Salmond’s evidence being the reason for the slide in the Yes vote only makes sense as an argument if what he said was the truth (which it was).
Alternatively, of course, one could equally posit that it was when Nicola Sturgeon gave HER (rather less candid) evidence a couple of days later that the Yes vote started to plunge, but either way the effective meaning is the same – that it was discovering how Sturgeon and her government had behaved that made people turn against independence.
We fervently hope that Alba does secure some MSPs next week, brings forward the motion and forces the SNP to vote against the pursuit of independence. Maybe THAT would finally open the eyes of a few of the demented loyalists who’ve been determinedly pulling off the “three wise monkeys” routine for the last two years.
Then again, it probably wouldn’t. If they managed to turn a blind eye when the SNP opposed Martin Keatings’ court case to try to give the Scottish Parliament the right to hold another indyref (and a key judgement is expected on that tomorrow, btw), they’ll probably find a way to shrug off the party actually voting against it too.

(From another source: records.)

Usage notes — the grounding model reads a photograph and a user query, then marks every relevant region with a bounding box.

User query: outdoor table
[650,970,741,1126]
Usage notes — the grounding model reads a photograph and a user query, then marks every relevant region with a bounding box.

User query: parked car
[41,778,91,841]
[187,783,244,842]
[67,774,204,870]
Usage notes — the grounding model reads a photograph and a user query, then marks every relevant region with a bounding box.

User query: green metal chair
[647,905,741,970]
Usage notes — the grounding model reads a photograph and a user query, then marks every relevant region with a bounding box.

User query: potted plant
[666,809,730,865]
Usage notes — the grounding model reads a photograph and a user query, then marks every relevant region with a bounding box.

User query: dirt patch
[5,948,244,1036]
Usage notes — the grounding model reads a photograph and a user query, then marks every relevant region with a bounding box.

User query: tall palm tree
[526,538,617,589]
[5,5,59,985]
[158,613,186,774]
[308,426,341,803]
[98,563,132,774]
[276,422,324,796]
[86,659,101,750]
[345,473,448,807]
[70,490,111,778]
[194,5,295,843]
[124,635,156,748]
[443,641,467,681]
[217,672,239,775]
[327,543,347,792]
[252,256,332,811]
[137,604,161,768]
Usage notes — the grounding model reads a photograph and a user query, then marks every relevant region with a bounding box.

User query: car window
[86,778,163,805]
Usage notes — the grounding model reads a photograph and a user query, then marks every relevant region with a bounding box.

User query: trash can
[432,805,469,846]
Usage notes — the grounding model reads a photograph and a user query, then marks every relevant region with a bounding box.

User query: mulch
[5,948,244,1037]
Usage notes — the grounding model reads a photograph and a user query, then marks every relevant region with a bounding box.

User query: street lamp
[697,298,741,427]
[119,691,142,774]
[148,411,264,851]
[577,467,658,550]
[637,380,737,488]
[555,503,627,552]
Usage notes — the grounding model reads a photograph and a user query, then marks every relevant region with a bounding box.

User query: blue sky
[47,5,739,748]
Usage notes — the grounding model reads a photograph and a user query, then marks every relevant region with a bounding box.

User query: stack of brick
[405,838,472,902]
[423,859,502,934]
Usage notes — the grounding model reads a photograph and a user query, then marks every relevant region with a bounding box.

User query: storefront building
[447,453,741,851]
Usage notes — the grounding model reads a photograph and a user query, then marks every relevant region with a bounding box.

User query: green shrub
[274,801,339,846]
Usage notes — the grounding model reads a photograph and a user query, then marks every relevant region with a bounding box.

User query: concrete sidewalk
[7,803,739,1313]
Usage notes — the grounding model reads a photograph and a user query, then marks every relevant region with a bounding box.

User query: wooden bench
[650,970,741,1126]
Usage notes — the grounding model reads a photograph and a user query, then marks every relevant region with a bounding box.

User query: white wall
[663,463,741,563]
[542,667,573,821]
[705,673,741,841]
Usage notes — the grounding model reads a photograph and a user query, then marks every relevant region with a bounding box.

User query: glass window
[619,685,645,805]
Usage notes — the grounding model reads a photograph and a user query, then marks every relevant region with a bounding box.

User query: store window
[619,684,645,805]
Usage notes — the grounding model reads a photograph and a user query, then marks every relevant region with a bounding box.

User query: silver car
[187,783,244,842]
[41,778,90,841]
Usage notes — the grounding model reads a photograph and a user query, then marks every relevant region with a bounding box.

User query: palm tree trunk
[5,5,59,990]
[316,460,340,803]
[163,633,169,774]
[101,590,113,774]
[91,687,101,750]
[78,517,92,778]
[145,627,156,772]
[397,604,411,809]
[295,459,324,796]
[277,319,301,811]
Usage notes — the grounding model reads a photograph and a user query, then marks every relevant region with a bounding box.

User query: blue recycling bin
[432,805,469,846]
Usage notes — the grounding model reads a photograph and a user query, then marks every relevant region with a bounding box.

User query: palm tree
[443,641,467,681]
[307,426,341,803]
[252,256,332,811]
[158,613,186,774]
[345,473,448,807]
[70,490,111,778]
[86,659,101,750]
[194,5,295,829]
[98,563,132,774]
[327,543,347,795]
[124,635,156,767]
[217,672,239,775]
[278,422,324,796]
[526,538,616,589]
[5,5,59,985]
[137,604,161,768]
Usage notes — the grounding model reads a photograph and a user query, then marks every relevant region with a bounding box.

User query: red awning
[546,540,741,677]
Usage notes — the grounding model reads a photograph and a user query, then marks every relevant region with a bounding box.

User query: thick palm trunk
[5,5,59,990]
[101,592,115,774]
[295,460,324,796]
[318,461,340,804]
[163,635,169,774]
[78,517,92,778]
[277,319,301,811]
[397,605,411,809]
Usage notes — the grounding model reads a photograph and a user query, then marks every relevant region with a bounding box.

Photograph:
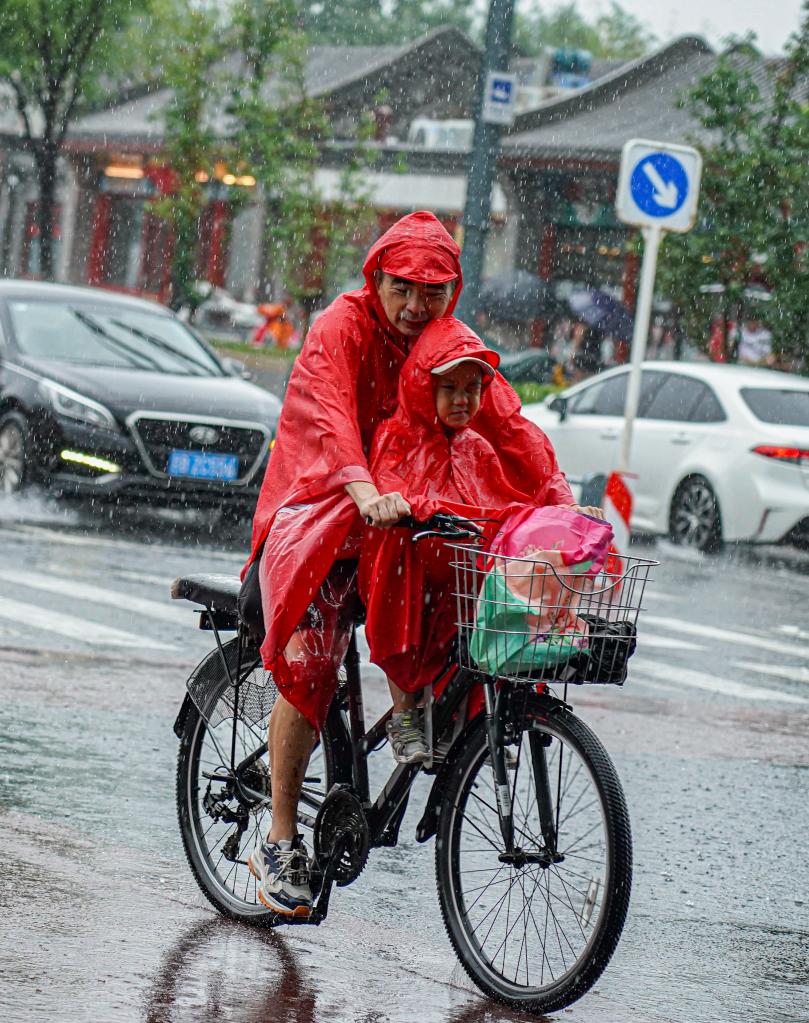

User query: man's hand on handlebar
[346,483,411,527]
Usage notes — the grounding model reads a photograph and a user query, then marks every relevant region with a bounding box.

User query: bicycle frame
[211,616,566,859]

The truth of the matter is that Nicola Sturgeon has poisoned the Yes movement. Every part of it is now at war with every other part, and so bitterly that it’s hard to imagine the peace and unity of 2014 returning even if and when she’s finally dragged kicking and screaming out of Bute House.
The SNP and its supporters are spending most of their time attacking not Unionists, but the only man who ever actually got Scotland an independence referendum. The party’s sole priority appears to be putting rapists in women’s prisons and paedophiles in their changing rooms, and it reacts with jealous vindictive fury against anyone – Salmond, Keatings, bloggers, its own members – who actually tries to advance the cause of independence in any practical way. It now only exists to perpetuate itself in power, for power’s sake.
In about a week’s time (allowing for COVID-slowed vote counting) we’ll know if the poisoning is fatal. Cling to whatever hope you have left, folks.